Grégoire : La musique parle d’elle-même, à chacun sa propre définition, d’ailleurs le dernier titre de l’album répond assez bien à votre question… « pour ainsi dire »…
Comment se passe la création de vos morceaux tant un univers à part entière se dégage de votre album?
Grégoire : Nous composons en général chacun de notre côté, nous arrivons souvent avec un morceau déjà assez avancé dans sa construction et que nous finissons ensemble. Nous nous connaissons aussi très bien, nous savons donc souvent ce que l’autre va aimer jouer, où est-ce qu’il va être à l’aise, à quoi va-t-il être sensible, ce qui donne cette impression d’unité et d’univers commun dans l’album.

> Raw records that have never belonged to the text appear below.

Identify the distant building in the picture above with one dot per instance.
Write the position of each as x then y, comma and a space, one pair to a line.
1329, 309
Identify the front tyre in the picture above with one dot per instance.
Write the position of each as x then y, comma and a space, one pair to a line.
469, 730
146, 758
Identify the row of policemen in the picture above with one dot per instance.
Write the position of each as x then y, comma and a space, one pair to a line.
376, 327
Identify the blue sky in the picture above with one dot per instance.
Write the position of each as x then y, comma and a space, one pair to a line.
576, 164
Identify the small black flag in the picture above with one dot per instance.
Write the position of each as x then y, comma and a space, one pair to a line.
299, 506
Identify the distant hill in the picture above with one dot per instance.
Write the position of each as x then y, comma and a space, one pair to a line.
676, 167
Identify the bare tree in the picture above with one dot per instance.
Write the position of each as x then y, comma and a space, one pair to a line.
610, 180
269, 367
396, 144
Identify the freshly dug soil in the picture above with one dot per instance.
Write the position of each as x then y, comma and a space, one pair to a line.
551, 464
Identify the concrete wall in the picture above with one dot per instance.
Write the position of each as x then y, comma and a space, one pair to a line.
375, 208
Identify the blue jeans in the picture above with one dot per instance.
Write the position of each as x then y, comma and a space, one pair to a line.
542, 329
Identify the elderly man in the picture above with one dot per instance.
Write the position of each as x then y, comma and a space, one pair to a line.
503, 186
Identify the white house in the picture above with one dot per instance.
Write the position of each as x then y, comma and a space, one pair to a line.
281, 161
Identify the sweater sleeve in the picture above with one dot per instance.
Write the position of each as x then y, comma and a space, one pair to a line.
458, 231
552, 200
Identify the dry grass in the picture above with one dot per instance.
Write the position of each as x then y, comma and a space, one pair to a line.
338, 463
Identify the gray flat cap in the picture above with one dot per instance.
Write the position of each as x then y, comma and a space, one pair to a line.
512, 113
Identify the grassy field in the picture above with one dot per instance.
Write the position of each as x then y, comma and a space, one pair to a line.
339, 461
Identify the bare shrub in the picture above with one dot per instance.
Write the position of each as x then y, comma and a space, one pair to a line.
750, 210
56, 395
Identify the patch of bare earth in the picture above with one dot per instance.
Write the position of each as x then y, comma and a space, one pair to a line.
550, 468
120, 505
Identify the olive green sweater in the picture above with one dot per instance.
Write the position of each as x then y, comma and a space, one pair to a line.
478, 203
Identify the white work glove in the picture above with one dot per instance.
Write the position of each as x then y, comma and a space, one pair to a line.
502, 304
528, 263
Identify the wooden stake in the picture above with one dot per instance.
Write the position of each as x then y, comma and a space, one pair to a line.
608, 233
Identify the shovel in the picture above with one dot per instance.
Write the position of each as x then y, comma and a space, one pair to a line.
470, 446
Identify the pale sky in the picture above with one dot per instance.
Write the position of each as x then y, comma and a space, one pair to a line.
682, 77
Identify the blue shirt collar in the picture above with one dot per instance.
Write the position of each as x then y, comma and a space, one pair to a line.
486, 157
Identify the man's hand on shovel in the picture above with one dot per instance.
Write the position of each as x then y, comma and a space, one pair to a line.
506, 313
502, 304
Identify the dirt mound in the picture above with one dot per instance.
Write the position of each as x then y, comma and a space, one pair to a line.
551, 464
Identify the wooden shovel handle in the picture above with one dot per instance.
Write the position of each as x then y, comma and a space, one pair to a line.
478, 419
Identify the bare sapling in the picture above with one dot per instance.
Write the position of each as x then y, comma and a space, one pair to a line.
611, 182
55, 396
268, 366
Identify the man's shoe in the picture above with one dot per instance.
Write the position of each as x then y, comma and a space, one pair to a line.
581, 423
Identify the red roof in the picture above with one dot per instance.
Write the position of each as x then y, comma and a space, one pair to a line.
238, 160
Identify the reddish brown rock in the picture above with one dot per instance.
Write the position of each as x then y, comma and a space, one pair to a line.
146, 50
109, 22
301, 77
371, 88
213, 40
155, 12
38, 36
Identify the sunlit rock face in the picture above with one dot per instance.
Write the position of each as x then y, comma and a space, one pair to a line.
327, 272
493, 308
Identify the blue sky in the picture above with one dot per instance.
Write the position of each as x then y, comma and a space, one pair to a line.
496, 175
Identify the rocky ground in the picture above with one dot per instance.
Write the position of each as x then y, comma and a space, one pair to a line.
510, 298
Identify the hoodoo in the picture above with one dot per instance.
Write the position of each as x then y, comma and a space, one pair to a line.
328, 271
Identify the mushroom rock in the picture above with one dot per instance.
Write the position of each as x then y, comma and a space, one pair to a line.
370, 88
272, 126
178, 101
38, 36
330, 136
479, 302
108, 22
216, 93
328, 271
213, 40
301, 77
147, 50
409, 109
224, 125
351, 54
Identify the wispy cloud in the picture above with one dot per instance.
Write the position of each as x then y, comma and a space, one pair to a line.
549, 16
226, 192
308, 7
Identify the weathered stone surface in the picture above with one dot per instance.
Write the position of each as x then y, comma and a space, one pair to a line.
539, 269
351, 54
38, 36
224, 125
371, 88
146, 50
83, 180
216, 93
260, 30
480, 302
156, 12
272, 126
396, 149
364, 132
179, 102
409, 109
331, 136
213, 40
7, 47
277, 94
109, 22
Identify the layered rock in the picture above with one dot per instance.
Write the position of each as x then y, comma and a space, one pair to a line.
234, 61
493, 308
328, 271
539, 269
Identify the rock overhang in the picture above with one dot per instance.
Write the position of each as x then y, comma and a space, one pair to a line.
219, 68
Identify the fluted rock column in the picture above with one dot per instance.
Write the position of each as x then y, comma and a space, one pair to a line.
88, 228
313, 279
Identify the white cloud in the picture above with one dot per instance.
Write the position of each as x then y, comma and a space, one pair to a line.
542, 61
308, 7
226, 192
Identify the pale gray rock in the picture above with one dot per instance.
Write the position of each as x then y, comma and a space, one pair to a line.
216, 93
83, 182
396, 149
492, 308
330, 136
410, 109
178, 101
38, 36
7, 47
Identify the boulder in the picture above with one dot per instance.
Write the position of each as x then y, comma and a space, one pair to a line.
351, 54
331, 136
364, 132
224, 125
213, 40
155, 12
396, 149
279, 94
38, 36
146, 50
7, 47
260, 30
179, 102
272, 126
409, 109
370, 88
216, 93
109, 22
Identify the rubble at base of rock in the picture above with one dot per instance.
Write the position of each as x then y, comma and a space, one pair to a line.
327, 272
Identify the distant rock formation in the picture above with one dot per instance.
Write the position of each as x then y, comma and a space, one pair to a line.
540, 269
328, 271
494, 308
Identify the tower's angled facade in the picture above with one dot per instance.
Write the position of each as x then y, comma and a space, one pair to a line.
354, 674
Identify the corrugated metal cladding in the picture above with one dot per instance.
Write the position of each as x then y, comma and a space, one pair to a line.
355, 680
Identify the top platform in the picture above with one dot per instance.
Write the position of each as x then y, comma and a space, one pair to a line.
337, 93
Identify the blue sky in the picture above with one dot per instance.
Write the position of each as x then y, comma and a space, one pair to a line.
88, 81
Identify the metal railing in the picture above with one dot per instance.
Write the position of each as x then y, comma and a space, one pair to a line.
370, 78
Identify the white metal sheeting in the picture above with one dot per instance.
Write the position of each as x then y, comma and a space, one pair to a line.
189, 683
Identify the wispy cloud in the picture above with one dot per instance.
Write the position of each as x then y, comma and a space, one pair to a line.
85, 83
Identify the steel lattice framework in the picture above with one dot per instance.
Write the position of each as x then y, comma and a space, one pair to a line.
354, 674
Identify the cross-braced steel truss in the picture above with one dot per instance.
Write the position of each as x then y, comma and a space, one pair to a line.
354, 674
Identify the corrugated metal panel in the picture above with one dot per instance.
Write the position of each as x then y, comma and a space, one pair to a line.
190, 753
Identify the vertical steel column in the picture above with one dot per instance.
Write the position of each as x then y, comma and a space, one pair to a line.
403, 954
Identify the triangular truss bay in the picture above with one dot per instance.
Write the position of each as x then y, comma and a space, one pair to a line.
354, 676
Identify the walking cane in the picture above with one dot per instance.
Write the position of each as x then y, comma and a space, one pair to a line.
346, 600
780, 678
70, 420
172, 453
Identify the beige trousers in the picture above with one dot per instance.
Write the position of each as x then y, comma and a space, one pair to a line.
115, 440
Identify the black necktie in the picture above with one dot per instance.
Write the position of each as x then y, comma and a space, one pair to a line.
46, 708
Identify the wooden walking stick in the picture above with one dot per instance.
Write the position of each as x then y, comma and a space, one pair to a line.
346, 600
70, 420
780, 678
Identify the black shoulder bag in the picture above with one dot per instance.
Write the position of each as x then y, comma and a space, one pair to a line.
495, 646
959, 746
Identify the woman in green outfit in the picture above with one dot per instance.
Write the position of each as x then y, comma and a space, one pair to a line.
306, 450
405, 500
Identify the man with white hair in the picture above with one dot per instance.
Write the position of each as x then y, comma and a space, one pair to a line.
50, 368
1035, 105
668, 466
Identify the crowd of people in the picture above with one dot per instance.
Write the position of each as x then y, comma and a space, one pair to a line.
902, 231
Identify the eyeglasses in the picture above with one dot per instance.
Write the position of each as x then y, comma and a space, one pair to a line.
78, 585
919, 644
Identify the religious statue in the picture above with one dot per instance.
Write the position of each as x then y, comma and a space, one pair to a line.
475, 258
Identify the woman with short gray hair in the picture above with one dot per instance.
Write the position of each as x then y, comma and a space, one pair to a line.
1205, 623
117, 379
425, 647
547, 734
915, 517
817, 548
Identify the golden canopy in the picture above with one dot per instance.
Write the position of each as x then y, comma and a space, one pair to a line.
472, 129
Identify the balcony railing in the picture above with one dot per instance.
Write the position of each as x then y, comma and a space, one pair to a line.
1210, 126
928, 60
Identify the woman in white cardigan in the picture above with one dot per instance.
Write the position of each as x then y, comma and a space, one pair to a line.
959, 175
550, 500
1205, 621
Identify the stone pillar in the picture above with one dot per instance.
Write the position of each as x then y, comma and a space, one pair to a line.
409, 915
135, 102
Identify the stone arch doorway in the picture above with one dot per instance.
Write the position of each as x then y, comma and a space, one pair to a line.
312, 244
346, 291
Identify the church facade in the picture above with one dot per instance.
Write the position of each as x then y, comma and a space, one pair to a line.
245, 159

Elodie: Mais nous poussons également dans nos retranchements ! Pour s’amuser, mais pour progresser aussi !
Comment s’articule, pour tous les deux, cet album Ortie dans vos carrières musicales respectives tellement une impression de plénitude et d’épanouissement s’en dégage fortement ?
Grégoire : Le fait de graver sur un disque des morceaux que l’on jouait déjà depuis un an donne envie tout de suite d’en faire un deuxième, tant fixer les choses est synonyme pour moi de petite mort. Avant l’enregistrement, je le vivais comme un aboutissement, je me rends compte aujourd’hui que c’est un passage, une première étape importante pour orTie qui, pour l’instant, est promis à un bel avenir.
Elodie: Pour ma part, j’ai le sentiment que l’aventure de cet album ne pouvait tomber mieux dans ma vie musicale. Je n’aime pas parler de carrière, mais d’événements qui arrivent, surprennent. On n est pas toujours prêts à les recevoir, mais là, c’était le moment de ce défi. Un défi qui, effectivement est une sorte d’aboutissement pour la première vie d’ortie. Les mille autres commencent déjà!
Où pourra t-on vous voir en concert dans les prochaines semaines?
Nous serons le 21 novembre au Petit Faucheux à Tours et le 23 novembre de nouveau à Eclats d’Email à Limoges.